Ekosistem TokoVerse dibangun memanfaatkan kombinasi sinergis dari domain decentralized finance, GameFi dan Non-fungible token (NFT).

Jakarta, Komite.id – Melalui inisiatif ekosistem blockchain, TokoVerse, Tokocrypto memperkokoh posisi sebagai platform teknologi terdepan di Indonesia. Pembentukan TokoVerse ini merupakan tonggak sejarah baru yang menandai evolusi Tokocrypto dari platform perdagangan aset kripto, menjadi sebuah ekosistem terintegrasi yang memanfaatkan teknologi masa depan, yakni blockchain.

CEO Tokocrypto, Pang Xue Kai menjelaskan sejak awal berdiri pada tahun 2018, Tokocrypto terus berkomitmen menciptakan industri aset kripto lebih legitimate dan mainstream di Indonesia, melalui pengembangan inovasi teknologi dan upaya-upaya edukasi dengan membawa manfaat yang lebih besar bagi perekonomian Tanah Air.

“Pencapaian Tokocrypto sejak aplikasi kami diluncurkan empat tahun tahun lalu merupakan bukti kepercayaan nasabah, partner bisnis dan investor terhadap visi dan model bisnis yang kami kembangkan. Pertumbuhan Tokocrypto sangatlah pesat. Dari 2020 hingga 2021, jumlah transaksi harian yang diproses dalam platform kami melesat 754% dan telah mencapai lebih dari US$ 191 juta atau setara Rp 2,7 triliun,” ucap Kai, dalam keterangan tertulis yang diterima di Jakarta, (22/04).

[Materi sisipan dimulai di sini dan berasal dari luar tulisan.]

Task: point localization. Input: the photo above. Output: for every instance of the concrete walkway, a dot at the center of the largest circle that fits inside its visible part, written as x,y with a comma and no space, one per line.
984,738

Sebagai informasi, pengembangan platform di ekosistem TokoVerse memanfaatkan kombinasi sinergis mulai dari domain Decentralized Finance (DeFi), GameFi dan Non-fungible token (NFT). Ekosistem ini didirikan dengan dorongan adopsi dari perkembangan industri aset kripto di Tanah Air.

Pengembangan bisnis Tokocrypto tidak hanya berhenti sebagai exchange atau perdagangan aset kripto saja. Dalam perjalanannya, Tokocrypto memperluas pemanfaatan teknologi blockchain di Indonesia, dengan menghadirkan TokoVerse untuk membangun ekosistem blockchain yang berkelanjutan di Indonesia.

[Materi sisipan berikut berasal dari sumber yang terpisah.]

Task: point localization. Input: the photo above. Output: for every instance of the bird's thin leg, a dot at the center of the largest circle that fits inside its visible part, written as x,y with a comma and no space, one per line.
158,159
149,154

“TokoVerse merupakan ekosistem blockchain pertama di Indonesia yang dibangun oleh Tokocrypto, di mana TKO, proyek kripto dengan token hybrid berkonsep CeDeFi menjadi backbone dalam pengembangan ekosistem tersebut. TokoVerse menjadi bukti komitmen dari Tokocrypto untuk membangun ekosistem berbasis blockchain yang berkelanjutan,” jelas CEO Tokocrypto.

Selanjutnya Kai menekankan bahwa TokoVerse merupakan komitmen jangka panjang perusahaan untuk mengembangkan teknologi blockchain untuk mendorong perekonomian nasional. Riset PwC mengungkap teknologi blockchain dapat meningkatkan ekonomi global US$ 1,76 triliun pada tahun 2030. Sektor administrasi publik, pendidikan, dan kesehatan akan paling diuntungkan.

Sementara, Kementerian Perdagangan RI mencatat teknologi blockchain bersamaan dengan 5G, Internet of Things (IoT), kecerdasan buatan, dan cloud computing bisa mendorong ekonomi digital Indonesia menjadi Rp 4.531 triliun pada 2030.

“Kripto dan seluruh ekosistem blockchain sedang mencoba untuk membuat internet baru, oleh banyak orang disebut Web3, seperti halnya Google dan Microsoft yang membantu menciptakan Web1. Teknologi blockchain akan mendominasi dunia selama 10-20 tahun ke depan dan dapat membantu memecahkan beberapa masalah ekonomi atau menguranginya,” terang Kai.

Tokocrypto saat ini memiliki 2,5 juta pengguna per Maret 2022. Angka tersebut naik sekitar 35% dari posisi akhir 2021 yaitu sekitar 2 juta pengguna. Sementara itu, dari sisi transaksi atau volume trading aset kripto selama kuartal I 2022 telah mencapai $ 47,9 juta.